Ein US-Kongressabgeordneter äußert sich zu Libra und sagt, Facebook hätte Bitcoin zu Calibra hinzufügen sollen, anstatt Libra zu entwickeln.
US-Kongressabgeordneter spricht über Libra und den Streit um Regulierungsbehörden
Warren erklärte, Libra habe lediglich die Probleme von Facebook verschärft. In einem Interview mit dem Podcast „Noded Bitcoin “ äußerte der Kongressabgeordnete seine Ansichten zum Stablecoin-Projekt von Facebook.

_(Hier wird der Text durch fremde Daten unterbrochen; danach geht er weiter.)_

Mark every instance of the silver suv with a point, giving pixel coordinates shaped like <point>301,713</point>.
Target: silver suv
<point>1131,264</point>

Davidson war der Ansicht, dass die Anhörungen zum Stablecoin den Druck, unter dem Facebook aufgrund seiner früheren Aktivitäten ohnehin schon steht, noch verstärkt haben. Er hob hervor, dass viele Fragen während dieser Kongressanhörungen gar nichts mit Libra zu tun hatten.
Er sagte, Facebooks Entscheidung, einen Stablecoin einzuführen, habe den Fokus der Regulierungsbehörden auch auf andere Geschäftsbereiche des Unternehmens gelenkt. Die Schaffung eines globalen Stablecoins zieht zwangsläufig regulatorische Aufmerksamkeit auf sich, doch nicht erwartet wurde, dass sich der Fokus auch auf die anderen Aktivitäten des Unternehmens richten würde.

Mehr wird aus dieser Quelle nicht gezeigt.